# Sand Dancer's New Master Hunter



## AmberSunrise (Apr 1, 2009)

Yayy!! Great job Rhonda & Rodin


----------



## Ljilly28 (Jan 22, 2008)

Is Rodin 1/2 brother to your Faelan?

Dog relations make me laugh sometimes. I think your young Faelan and Tippykayak's young Comet are both uncles to my veteran Finn, who is, in turn, uncle to Ajax. . .


----------



## AmberSunrise (Apr 1, 2009)

Oh my gosh!! He is - I never realized. Lisa must be in absolute heaven!

I was supposed to go and run in JH but just kept feeling all week like I shouldn't, so I trained instead but it sounds like maybe I should have gone if only to join in the celebration 

Then again, Faelan pretty much did a hand-stand, somersault while running over a spot where an 'attractive' female had just been sitting so training was good LOL

And Faelan is 'uncle' to Towhee although they are only 4 months apart LOL


----------



## sterregold (Dec 9, 2009)

Fabulous! I met Rhonda and her dogs at the 2008 GRCA National hunt test. Nice dogs and nice lady--well deserved!


----------



## Ljilly28 (Jan 22, 2008)

That 2008 national test was her very first MH leg with Rodin, and her first attempt with Sky. I love that these goldens enjoy working well into their veteran years.
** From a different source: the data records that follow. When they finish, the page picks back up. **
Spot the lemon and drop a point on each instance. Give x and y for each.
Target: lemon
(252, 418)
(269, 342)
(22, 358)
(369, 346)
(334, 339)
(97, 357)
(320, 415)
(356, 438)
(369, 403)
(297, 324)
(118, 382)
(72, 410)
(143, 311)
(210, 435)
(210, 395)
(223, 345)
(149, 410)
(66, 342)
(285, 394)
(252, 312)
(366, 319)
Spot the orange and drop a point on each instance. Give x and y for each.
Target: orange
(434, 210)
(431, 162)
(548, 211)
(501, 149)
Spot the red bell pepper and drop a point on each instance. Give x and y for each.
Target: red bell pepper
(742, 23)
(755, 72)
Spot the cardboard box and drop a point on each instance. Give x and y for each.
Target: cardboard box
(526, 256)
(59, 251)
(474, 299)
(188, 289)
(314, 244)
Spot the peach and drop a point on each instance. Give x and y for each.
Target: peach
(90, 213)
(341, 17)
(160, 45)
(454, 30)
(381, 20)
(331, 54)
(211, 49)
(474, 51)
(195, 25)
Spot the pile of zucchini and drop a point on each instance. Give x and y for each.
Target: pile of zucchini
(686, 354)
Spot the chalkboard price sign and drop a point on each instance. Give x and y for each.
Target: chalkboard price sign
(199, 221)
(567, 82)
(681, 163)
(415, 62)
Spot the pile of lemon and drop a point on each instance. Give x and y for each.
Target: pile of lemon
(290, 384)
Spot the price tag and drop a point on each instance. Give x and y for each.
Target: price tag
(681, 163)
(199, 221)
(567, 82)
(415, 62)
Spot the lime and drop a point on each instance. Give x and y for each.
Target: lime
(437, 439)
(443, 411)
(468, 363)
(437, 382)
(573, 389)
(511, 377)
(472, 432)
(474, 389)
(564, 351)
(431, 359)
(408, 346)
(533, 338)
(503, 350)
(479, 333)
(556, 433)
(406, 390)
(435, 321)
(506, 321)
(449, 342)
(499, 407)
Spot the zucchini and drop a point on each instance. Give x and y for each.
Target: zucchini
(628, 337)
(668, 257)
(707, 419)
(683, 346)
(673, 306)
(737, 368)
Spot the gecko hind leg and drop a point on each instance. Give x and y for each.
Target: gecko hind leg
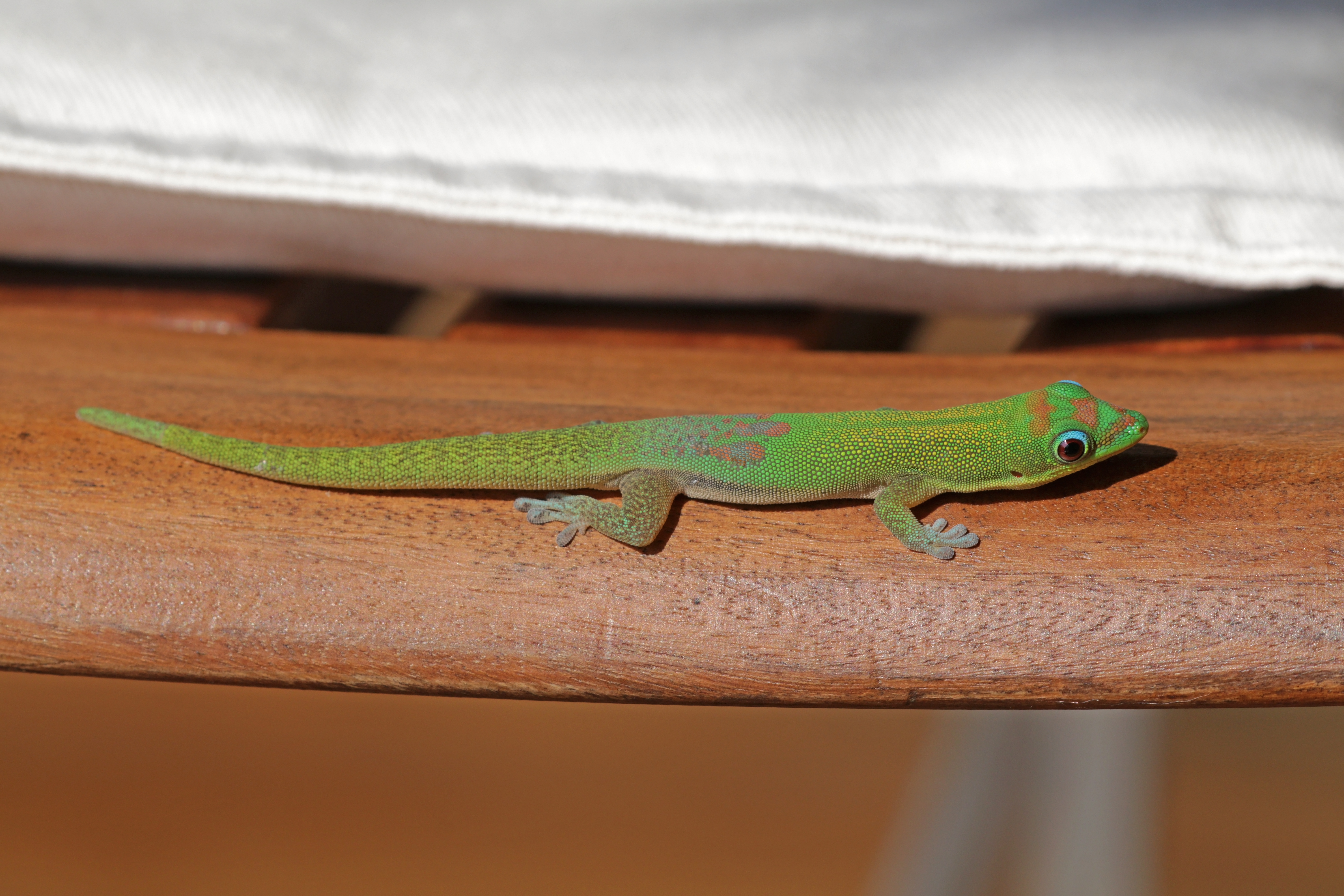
(646, 500)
Finn's mom lived into her 15th year.


----------



## tippykayak (Oct 27, 2008)

I somehow missed this thread, but I'm just bursting that Gus's dad and Ajax's granddad got this far, and I deeply admire Rhonda's wisdom as a breeder and trainer.


----------



## Karen519 (Aug 21, 2006)

*Congratulations*

Congratulations!!


----------



## hotel4dogs (Sep 29, 2008)

WOW, a master hunter is a HUGE accomplishment!!! Congratulations!


----------